Over the last two years, the stock market has grown astronomically; the S&P 500 has risen by nearly 50%, and certain stocks like Nvidia have soared up more than 700%. This dramatic increase in the stock market has drawn interest from old investors and newcomers alike, with everyone wondering what factors contributed to such an abnormal increase.
“This stock market increase has to do more with the dropping interest rates,” AP Economics teacher Paul Chiment said. “[The Federal Reserve] raised interest rates to fight inflation in 2022, which lowers demand for stocks because people are putting all their money in the bank. Once they lower those interest rates, you’re not getting [high bank interest] anymore, so people are more willing to take the risk and put their money into the stocks.”
Interest rate fluctuations play a pivotal role in market trends.

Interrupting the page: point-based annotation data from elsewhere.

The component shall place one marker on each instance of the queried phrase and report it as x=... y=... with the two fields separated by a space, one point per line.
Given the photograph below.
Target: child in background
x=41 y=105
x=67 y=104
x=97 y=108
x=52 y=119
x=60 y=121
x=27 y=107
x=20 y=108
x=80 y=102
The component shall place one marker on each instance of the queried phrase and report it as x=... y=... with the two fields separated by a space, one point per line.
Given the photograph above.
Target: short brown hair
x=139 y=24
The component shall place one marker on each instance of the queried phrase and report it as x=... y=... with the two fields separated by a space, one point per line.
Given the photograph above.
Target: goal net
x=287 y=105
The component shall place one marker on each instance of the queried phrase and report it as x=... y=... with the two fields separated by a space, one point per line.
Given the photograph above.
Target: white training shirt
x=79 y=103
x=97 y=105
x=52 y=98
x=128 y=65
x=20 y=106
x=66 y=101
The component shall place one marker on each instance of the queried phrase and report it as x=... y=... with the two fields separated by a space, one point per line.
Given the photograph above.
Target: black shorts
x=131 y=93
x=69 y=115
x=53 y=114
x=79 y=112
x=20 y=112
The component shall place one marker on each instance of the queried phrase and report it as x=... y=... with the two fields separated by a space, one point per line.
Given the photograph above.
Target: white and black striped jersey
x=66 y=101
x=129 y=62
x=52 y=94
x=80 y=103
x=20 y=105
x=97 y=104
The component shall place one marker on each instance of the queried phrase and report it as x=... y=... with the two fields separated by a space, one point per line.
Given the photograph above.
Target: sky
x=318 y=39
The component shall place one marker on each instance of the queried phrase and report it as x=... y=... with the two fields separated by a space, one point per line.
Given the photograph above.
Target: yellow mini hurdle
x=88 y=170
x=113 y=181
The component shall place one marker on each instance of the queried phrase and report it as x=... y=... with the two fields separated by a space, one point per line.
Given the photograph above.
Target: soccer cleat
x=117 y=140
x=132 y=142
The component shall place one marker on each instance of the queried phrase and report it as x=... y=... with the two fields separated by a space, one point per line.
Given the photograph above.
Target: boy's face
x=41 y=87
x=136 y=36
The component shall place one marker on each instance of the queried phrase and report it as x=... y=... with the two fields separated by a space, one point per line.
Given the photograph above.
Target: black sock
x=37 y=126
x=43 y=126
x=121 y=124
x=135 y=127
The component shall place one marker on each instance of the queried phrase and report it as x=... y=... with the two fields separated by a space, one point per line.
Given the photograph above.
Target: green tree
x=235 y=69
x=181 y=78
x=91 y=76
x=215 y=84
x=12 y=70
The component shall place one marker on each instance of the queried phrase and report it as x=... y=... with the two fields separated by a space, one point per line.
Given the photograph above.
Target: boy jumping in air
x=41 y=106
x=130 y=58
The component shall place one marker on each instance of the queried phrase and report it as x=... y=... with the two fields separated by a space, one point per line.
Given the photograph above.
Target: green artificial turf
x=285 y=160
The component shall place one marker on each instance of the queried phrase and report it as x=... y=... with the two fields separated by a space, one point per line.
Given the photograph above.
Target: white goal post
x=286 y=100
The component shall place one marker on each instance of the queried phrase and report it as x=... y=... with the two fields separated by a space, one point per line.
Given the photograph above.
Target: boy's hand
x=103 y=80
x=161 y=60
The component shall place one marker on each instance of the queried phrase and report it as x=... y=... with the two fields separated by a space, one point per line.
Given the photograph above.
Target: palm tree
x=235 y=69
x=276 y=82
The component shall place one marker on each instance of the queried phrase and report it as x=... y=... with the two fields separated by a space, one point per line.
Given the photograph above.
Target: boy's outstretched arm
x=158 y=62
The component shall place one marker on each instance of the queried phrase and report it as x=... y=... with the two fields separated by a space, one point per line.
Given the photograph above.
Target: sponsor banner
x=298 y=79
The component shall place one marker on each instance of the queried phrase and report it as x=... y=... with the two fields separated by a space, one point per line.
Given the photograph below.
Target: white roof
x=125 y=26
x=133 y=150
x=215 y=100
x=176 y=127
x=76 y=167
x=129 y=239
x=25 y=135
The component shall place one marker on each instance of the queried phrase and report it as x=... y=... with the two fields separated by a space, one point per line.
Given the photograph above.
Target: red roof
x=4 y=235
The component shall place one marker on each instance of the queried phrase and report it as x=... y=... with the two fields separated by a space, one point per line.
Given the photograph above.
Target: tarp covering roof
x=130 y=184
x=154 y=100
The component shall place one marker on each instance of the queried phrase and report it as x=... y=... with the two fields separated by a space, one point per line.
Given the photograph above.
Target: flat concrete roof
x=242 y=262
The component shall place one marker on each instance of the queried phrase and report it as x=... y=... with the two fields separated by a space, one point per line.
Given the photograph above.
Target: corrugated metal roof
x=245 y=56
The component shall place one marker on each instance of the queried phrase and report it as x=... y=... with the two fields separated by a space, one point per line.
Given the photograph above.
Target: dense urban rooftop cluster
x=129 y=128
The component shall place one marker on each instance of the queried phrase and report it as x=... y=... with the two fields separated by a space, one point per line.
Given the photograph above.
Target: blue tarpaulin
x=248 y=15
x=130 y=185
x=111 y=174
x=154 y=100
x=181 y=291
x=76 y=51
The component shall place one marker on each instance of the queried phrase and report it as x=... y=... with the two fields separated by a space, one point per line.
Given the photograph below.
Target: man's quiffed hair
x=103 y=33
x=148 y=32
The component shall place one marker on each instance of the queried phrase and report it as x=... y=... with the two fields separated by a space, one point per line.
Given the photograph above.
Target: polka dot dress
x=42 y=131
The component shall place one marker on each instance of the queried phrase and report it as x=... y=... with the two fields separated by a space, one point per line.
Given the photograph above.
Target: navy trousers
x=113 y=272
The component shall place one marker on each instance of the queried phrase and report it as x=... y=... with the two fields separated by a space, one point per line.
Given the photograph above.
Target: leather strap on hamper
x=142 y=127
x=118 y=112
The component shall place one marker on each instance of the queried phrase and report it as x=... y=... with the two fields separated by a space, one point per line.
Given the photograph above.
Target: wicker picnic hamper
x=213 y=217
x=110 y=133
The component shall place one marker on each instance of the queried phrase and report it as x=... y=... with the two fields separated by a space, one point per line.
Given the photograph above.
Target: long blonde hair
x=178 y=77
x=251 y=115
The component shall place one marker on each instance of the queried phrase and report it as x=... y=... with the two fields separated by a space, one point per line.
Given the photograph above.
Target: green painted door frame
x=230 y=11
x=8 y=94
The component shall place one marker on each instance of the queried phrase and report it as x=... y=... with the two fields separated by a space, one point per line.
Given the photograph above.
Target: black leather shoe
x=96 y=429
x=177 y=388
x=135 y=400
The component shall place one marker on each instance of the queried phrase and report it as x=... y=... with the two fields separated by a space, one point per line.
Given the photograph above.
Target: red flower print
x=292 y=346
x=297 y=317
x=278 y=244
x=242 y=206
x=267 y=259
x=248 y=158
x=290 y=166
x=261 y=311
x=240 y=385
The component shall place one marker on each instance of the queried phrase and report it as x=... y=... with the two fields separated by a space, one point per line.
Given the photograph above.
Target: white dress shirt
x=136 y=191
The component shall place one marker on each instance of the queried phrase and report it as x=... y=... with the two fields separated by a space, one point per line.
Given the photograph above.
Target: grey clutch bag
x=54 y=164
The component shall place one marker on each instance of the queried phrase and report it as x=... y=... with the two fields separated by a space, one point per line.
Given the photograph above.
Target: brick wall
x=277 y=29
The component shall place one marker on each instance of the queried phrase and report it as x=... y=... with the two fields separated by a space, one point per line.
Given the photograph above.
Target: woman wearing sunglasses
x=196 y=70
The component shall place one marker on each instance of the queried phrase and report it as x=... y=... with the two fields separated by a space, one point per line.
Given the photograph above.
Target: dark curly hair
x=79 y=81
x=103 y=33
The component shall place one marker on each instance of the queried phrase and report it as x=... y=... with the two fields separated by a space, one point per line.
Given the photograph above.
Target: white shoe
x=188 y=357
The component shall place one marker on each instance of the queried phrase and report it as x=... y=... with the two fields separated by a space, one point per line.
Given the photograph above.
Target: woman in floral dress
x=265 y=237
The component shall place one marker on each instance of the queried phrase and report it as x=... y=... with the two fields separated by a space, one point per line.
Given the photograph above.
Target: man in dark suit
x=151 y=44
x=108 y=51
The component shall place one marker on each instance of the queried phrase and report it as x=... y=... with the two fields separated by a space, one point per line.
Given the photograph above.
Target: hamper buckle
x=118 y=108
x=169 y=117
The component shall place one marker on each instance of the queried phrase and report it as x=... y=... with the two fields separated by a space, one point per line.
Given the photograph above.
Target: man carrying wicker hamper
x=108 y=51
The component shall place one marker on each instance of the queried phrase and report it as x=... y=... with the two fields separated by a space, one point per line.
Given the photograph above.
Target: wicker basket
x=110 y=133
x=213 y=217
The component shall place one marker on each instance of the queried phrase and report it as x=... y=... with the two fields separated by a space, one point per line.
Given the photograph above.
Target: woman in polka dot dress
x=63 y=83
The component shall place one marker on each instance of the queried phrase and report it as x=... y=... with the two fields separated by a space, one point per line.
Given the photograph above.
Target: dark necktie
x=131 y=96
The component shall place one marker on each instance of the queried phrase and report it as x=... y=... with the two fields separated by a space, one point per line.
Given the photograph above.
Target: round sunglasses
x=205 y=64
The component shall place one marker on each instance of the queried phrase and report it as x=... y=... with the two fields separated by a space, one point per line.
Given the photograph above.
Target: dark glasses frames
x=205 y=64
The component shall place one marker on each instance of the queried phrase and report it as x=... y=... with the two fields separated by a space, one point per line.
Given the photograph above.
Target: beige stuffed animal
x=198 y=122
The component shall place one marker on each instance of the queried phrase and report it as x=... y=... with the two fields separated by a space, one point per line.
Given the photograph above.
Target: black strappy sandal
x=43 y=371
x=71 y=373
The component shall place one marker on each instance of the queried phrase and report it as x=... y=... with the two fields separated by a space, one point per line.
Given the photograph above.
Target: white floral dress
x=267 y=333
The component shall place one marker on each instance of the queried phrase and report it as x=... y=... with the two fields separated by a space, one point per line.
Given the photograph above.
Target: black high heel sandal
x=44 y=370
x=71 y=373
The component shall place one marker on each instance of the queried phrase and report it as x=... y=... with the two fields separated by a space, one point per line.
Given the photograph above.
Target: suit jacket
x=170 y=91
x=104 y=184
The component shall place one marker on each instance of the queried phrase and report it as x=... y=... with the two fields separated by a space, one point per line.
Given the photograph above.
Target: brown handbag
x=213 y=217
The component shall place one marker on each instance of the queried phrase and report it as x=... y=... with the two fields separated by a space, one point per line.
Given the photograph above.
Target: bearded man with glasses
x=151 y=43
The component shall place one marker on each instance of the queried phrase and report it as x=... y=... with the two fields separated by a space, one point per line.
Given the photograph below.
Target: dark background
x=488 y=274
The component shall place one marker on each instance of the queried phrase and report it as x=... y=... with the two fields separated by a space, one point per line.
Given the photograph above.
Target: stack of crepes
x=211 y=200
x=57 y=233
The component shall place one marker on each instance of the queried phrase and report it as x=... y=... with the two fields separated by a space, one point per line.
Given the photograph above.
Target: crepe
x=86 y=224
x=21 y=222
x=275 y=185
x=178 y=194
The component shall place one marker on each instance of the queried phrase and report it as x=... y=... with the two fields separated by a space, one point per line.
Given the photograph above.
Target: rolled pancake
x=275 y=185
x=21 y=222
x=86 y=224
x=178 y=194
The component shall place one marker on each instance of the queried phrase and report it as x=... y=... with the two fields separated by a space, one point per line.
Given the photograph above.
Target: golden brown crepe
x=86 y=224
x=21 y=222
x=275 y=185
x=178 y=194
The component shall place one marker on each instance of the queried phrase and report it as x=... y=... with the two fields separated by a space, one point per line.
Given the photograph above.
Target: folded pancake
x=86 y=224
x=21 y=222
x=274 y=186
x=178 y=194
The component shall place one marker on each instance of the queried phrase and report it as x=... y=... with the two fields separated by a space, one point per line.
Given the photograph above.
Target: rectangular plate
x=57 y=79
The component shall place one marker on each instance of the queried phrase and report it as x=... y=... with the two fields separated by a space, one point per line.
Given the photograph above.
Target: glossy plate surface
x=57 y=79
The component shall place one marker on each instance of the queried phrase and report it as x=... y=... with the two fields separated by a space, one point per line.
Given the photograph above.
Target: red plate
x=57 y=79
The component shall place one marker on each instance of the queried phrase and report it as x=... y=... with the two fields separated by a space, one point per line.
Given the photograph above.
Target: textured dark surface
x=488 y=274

The Federal Reserve’s outlined duties, such as raising and lowering interest rates during inflationary periods, have created cyclical effects on investment behavior. These shifts may be a part of broader monetary policy to balance inflation and unemployment.
“Interest rates act like a lever for the economy,” Chiment said. “When rates are high, it’s harder for businesses to borrow money, and consumers often prefer the guaranteed returns of bank interest. When rates drop, that dynamic shifts, encouraging people to seek higher returns in stocks.”
Another prominent driver of recent market gains has been the explosive growth of artificial intelligence.
Companies like NVIDIA and AMD, which produce key hardware for AI applications, have seen their valuations skyrocket.
“I actually saw this coming,” said Math Department Head Erik Faust. “I invested in some AI-related stocks prior to the passage of the CHIPS Act, anticipating increased government spending in the sector. But I also knew there would be some ‘irrational exuberance,’ so I set benchmarks for selling.”
The CHIPS Act, a $53 billion federal investment in semiconductor manufacturing and research, may be a rationale for some AI-related stocks’ growth. Yet analysts are divided on whether these stocks are overvalued or not.
“NVIDIA’s market value is now nearly five times the industry estimate for next year’s global chip sales,” said Eric Savitz, the associate editor at market research and analytics company Barrons.
“Microsoft has seven times the number of employees Nvidia does and twice the sales. Apple has five times the staff and triple the sales volume,” he said.
Nonetheless, this past week, NVIDIA’s market cap vaulted past them both.”
Despite the skepticism surrounding the market cap, NVIDIA reported earnings that beat analyst expectations by 8% in November of this year, which could imply that it is fairly valued.
According to Chiment, the course of action he takes when evaluating a stock is to “talk to a financial advisor. Really do.”
Above all the speculation surrounding AI companies, the industry is undeniably a force for economic change and innovation in the world.
“AI is like the next version of computers—it’s here to stay,” said Faust. “But the current valuations might not hold forever. It’s important to distinguish between genuine innovation and hype.”
While AI has transformed the stock market, Bitcoin’s resurgence has reignited the cryptocurrency debate. After a prolonged slump, Bitcoin rebounded significantly this year, buoyed by growing institutional interest and speculation surrounding the recent election. Bitcoin has surged up more than 155% in 2024 compared to the nearly 60% decline in the two years before that.
“Bitcoin feels more like the dot-com bubble to me,” said Faust. “There’s a lot of excitement driving up prices, but not always with strong fundamentals behind it.”
Regardless of the debate, Bitcoin’s volatility has made it a popular—if risky—choice for younger investors.
At Laguna Blanca, financial literacy is essential to educate well-rounded students. With classes like Personal Finance and AP Macro Economics, as well as other resources like the investment club, students can learn the fundamentals of investing.
“Beginner investors often make the mistake of trying to get rich quick,” said Chiment. “Instead, they should consider an index tracking ETF. For example, the S&P 500 will likely offer more stable returns.”
ETFs, or exchange-traded funds, track the performance of dozens or hundreds of stocks to diversify risk. They are largely considered one of the safest options in the stock market.
In Faust’s words, “Just put your money in ETFs, take advantage of compounding interest, be Warren Buffett.”
Some students take these lessons to heart, while others have discovered profitable strategies of their own.
“I prefer to stick to ETFs and large-cap stocks in order to keep my investments very low risk,” said senior Rio Valle.
On the other hand, junior Fernando Alejandre has developed his own strategy. “I am invested in a large variety of crypto, small and large, which has led to very good returns over the past years.”